10.32920/ryerson.14655816 ◽

2021 ◽

Author(s):

Lubna Farhi

Keyword(s):

Kalman Filter ◽

Measurement Errors ◽

Position Estimation ◽

Tracking Algorithm ◽

Optimization Approach ◽

Multipath Effect ◽

Position Accuracy ◽

Target Track ◽

Vehicle Position ◽

Position Estimate

Vehicle position estimation for wireless network has been studied in many fields since it has the ability to provide a variety of services, such as detecting oncoming collisions and providing warning signals to alert the driver. The services provided are often based on collaboration among vehicles that are equipped with relatively simple motion sensors and GPS units. Awareness of its precise position is vital to every vehicle, so that it can provide accurate data to its peers. Currently, typical positioning techniques integrate GPS receiver data and measurements of the vehicles motion. However, when the vehicle passes through an environment that creates multipath effect, these techniques fail to produce high position accuracy that they attain in open environments. Unfortunately, vehicles often travel in environments that cause multipath effect, such as areas with high buildings, trees, or tunnels. The goal of this research is to minimize the multipath effect with respect to the position accuracy of vehicles. The proposed technique first detects whether there is disturbance in the vehicle position estimate that is caused by the multipath effect using hypothesis test.

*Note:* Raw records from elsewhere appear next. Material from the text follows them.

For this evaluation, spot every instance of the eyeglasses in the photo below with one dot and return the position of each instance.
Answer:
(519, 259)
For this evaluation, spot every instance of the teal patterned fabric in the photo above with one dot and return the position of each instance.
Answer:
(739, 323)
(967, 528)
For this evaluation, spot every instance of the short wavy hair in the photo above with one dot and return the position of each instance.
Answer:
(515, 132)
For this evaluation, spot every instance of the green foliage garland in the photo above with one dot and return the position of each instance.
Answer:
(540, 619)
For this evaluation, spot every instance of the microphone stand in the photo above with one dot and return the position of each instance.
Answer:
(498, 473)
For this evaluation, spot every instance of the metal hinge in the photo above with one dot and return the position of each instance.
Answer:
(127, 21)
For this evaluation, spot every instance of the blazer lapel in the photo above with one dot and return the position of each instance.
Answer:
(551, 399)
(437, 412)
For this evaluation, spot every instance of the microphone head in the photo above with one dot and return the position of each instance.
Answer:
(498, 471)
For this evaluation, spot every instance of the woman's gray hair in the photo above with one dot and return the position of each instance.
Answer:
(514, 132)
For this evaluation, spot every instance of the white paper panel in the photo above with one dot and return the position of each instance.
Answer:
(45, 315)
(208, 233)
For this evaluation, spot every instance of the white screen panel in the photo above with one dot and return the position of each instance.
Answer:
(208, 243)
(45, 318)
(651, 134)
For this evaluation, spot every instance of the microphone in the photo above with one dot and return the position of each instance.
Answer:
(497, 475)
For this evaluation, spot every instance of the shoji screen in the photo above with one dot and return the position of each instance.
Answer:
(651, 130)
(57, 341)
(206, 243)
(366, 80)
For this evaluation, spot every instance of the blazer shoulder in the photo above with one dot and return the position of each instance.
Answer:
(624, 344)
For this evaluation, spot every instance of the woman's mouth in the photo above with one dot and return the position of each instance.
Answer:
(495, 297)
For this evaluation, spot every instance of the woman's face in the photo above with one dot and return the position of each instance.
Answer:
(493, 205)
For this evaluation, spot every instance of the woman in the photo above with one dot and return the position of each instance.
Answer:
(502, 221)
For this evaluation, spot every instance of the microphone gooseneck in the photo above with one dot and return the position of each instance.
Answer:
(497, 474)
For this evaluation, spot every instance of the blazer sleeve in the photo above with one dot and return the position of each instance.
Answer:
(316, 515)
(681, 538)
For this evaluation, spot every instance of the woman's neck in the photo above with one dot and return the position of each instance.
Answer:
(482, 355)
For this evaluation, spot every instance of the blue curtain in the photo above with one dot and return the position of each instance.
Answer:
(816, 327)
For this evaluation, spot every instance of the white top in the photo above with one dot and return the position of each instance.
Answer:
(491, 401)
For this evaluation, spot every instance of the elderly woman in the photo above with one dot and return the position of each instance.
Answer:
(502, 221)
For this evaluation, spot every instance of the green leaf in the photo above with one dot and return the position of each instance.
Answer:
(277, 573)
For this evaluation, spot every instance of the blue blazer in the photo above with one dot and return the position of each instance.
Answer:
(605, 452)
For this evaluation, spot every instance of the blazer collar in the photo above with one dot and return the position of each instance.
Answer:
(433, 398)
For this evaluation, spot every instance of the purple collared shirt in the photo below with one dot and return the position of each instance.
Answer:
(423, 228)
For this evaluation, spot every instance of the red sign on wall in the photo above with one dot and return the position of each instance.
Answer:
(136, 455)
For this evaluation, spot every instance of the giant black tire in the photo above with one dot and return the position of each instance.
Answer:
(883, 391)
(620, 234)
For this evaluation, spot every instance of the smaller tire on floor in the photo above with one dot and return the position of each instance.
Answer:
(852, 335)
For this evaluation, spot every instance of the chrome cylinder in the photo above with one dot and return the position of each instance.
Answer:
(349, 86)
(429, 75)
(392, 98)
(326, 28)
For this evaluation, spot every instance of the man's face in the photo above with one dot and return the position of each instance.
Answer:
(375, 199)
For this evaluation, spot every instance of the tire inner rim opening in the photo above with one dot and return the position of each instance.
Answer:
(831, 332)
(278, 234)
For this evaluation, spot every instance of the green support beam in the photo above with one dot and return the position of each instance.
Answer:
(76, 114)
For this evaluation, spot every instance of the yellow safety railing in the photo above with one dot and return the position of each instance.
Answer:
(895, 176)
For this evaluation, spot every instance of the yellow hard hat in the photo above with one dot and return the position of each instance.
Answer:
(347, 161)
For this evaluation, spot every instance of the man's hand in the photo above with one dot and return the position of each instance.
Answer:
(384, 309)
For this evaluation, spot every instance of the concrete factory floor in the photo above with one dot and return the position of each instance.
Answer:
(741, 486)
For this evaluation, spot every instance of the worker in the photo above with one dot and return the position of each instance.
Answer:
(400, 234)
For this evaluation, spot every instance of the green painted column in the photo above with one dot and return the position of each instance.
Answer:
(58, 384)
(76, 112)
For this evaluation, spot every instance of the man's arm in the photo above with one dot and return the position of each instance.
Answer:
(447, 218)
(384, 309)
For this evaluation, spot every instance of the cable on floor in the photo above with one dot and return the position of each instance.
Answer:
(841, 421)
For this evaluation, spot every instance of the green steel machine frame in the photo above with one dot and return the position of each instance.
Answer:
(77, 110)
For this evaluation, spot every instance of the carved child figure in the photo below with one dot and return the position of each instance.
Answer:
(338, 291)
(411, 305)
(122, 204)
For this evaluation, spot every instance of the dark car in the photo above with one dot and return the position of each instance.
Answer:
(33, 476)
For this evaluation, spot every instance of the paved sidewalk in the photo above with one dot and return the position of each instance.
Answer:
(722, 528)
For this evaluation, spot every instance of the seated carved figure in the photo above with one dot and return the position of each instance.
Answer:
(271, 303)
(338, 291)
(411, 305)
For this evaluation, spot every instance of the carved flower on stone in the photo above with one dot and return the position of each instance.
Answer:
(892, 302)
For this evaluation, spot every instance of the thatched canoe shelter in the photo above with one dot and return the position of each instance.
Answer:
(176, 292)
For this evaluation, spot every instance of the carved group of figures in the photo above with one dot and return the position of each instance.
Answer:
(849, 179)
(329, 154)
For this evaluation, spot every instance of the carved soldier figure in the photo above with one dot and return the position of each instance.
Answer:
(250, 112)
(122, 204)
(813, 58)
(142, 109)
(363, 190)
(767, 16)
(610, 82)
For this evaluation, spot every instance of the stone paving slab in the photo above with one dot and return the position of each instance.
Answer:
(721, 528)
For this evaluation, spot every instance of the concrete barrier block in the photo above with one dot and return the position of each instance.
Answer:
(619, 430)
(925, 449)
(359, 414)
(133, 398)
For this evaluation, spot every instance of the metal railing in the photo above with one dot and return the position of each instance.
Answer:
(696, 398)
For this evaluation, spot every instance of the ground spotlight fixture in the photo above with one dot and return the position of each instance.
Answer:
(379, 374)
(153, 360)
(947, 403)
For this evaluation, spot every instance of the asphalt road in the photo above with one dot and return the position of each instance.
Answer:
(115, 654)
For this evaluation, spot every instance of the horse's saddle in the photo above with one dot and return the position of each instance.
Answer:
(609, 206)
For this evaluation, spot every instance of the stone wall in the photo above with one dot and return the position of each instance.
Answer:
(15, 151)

This technique integrates all information with the vehicle's own data and the Constrained Weighted Least Squares (CWLS) optimization approach with time difference of arrival (TDOA) technique and minimizes the position estimate error of the vehicle. Kalman filter is used for smoothing range data and mitigating the NLOS errors. The positioning problem is formulated in a state-space framework and the constraints on system states are considered explicitly. The proposed recursive positioning algorithm will be comparatively more robust to measurement errors because it updates the technique that feeds the position corrections back to the Kalman Filter as compared with a Kalman tracking algorithm that estimates the target track directly from the TDOA measurements. It compensates the GPS data and decreases random error influence to the position precision. The new techniques presented in this thesis decrease the error in the position estimate. Simulation results show that the proposed tracking algorithm can improve the accuracy significantly.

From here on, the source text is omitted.